Ria Deeg wieder im Stadtparlament Gießen – Antrag Lennartz (DKP)

Gegen grüne Verweigerungshaltung – Neuer Antrag auf öffentliche Ehrung der Antifaschistin und Kommunistin

Antrag der Stadtverordneten Martina Lennartz vom 25.08.2025 an das Stadtparlament

Antrag:
„Der Magistrat wird gebeten, im Gedenken an die Antifaschistin und Trägerin der
Goldenen Ehrennadel der Stadt Gießen, Ria Deeg, eine sichtbare Ehrung vorzunehmen
und in der Plockstraße, wo bereits andere Gießener Persönlichkeiten geehrt werden, eine
Stele mit der Nachbildung ihres Kopfes zu errichten.“

Begründung:
Am 25. Todestag von Ria Deeg, dem 13.8.2025, fand eine sehr gute Veranstaltung der
Omas gegen rechts (OgR) statt, an der alle Anwesenden gemeinsam eine sichtbare
Ehrung für Ria Deeg forderten. Es sprachen Vertreter der OgR, der SPD und der Grünen,
Linke und auch der DKP. Unter sämtlichen Rednern bestand Einigkeit, dass Ria Deeg nun
endlich eine sichtbare Ehrung verdient hat. Sie war eine über die Grenzen Gießens
hinaus bekannte Antifaschistin, Kommunistin und Trägerin der goldenen Ehrennadel
Gießens.

2015 beschloss der Magistrat– an Rias 10. Todestag- , dass Ehrungen erst 20
Jahre nach dem Tod einer Person (vorher zehn Jahre) vorgenommen werden dürfen.
Selbst am zwanzigsten Todestag verwehrte man ihr im Stadtparlament die von uns (DKP
mit damals mit Gießener Linke) beantragte angemessene Ehrung. Ria Deeg wäre die
erste und einzige Person aus dem Widerstand gegen den Faschismus, die so geehrt
würde. Bisher wurden ausschließlich Opfer der Faschisten geehrt. Ria war beides: Sie
leistete aktiven Widerstand und wurde deshalb verhaftet. Unter Gefahr für Leib und Leben
stellte sie Flugblätter her, die sie mit ihren Kameraden in gefährlichen Aktionen verteilte,
um die Menschen über die Verbrechen der Nazis aufzuklären, sie aufzurütteln und vor
dem sich abzeichnenden 2. Weltkrieg zu warnen. Ria Deeg wurde verhaftet und 1935
zu zweieinhalb Jahren Zuchthaus verurteilt. Auch anschließend war sie den Repressionen
der Nazis ausgesetzt. – Nach der Befreiung vom Faschismus beteiligte sie sich am
demokratischen Aufbau und war lange Zeit Leiterin der Betreuungsstelle
für politisch, rassisch und religiös Verfolgte in Gießen.

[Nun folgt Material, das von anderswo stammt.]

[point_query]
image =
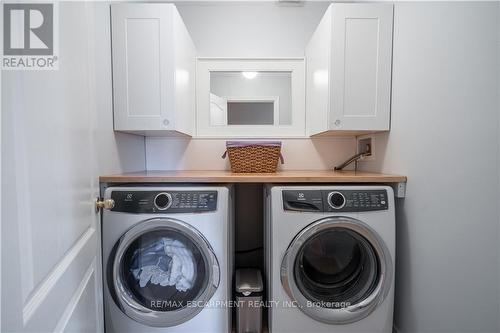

Sie war aktiv im Wiederaufbau
nach 1945, unermüdliche Zeitzeugin, als Friedenskämpferin, tief verankert in der
Gießener Zivilgesellschaft ihrer Zeit bei hoher Akzeptanz ihrer Person über alle
Parteigrenzen hinweg.

Im Auftrag des SPD/Grünen Magistrats überreichte OB Manfred
Mutz ihr 1987 in einer Feierstunde die Goldene Ehrennadel, nach der Ehrenbürgerschaft
die höchste Auszeichnung der Stadt. In seiner Rede hob er „ihren unermüdlichen Einsatz
für Menschlichkeit, Anstand und politische Moral“ hervor. Seinen Glückwünschen
schlossen sich die Vertreter von CDU, FDP, SPD und die Grünen an.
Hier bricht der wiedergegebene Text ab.